The concert from which the album’s program was drawn was intended to be a musical celebration of my 50th birthday. As such, it represents the reaching of a milestone. The concert provided both a retrospective of my chamber work output as well as the opportunity to write some new works. Having the opportunity to work closely with the Syzygy Ensemble and friends was both a pleasure and an honor, and it is wonderful to have a record of this event.
The album is also a reminder that the magical, ineffable, but fundamentally necessary thing that is music is ultimately underpinned by real people, together in real spaces — whether together in the concert hall or in the recording studio. At the time of the concert, live events in Melbourne were just restarting following some of the most protracted shutdowns in the world. There was, not surprisingly, some hesitation in planning the project. Would venues be open when we were planning to perform? Would audiences come? What if the event has to be cancelled due to last-minute illness or quarantine? In the end, the concert — possibly the first live event in some time for many — had an extraordinary atmosphere: a hugely supportive audience, and a palpable feeling of some sort of return to performing normality for many of the musicians.
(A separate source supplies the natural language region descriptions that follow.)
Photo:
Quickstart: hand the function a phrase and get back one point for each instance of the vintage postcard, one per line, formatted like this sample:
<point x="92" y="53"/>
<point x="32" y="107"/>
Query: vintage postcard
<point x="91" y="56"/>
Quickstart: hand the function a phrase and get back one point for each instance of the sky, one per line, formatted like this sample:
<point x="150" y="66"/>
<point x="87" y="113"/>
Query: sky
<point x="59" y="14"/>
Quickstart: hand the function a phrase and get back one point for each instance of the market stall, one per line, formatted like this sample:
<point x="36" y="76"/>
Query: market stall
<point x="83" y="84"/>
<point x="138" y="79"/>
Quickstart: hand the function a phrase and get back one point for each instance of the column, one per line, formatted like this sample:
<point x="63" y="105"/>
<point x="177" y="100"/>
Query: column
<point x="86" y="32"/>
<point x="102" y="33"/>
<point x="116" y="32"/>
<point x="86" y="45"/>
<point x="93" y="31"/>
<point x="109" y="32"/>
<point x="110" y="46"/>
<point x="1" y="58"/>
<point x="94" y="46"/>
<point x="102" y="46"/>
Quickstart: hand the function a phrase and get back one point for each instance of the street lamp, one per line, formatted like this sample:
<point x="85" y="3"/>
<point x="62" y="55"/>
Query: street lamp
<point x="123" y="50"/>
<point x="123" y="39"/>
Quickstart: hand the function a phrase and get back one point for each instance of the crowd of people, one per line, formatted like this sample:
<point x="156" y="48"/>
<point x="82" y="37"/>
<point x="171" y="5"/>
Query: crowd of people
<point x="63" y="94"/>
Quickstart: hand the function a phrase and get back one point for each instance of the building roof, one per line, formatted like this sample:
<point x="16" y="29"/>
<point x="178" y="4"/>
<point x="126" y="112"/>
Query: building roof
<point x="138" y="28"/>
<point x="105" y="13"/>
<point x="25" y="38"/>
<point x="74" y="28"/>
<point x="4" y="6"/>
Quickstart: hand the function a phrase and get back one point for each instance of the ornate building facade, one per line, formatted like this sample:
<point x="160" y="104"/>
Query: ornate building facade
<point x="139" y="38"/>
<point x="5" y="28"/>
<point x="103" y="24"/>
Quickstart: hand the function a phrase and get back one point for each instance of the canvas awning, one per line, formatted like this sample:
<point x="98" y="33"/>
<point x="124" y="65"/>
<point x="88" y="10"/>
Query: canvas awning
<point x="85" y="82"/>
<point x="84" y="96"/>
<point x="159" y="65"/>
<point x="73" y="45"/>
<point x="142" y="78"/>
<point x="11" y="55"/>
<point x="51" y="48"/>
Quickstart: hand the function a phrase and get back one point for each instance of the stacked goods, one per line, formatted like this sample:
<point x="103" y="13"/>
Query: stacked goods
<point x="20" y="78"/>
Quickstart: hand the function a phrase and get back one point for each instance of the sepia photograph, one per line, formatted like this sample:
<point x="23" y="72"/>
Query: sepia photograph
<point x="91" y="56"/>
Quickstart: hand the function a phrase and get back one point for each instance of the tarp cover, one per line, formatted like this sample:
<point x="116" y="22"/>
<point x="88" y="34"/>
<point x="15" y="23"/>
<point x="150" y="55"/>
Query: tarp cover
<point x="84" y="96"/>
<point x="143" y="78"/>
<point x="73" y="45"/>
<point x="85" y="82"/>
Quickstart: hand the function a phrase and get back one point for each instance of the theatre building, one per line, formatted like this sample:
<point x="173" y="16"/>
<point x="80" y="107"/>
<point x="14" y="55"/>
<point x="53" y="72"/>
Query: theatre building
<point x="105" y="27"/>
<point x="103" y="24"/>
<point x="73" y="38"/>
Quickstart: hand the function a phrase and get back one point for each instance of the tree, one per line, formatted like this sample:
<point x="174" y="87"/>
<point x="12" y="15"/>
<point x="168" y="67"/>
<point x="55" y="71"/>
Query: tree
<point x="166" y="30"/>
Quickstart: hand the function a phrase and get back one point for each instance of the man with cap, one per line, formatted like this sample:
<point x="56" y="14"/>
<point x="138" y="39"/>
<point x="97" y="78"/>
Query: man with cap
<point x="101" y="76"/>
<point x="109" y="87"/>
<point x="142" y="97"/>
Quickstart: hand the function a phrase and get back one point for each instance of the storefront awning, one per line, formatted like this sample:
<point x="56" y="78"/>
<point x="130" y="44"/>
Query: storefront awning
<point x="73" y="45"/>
Hopefully listeners will be able to sense a trace of this atmosphere when they listen to the album.
Andrew Anderson (b. 1971) is based in Melbourne, Australia, where he studied composition with Rodney Ford, violin with Barbara O’Reilly, and piano with Arvon McFadden. His choral works are informed by engagements with parish choirs in Australia, the United States and the United Kingdom, as well as private tuition in singing with Nigel Wickens (Cambridge UK). From 2021 through 2022, he was the inaugural composer in residence at St James' Old Cathedral.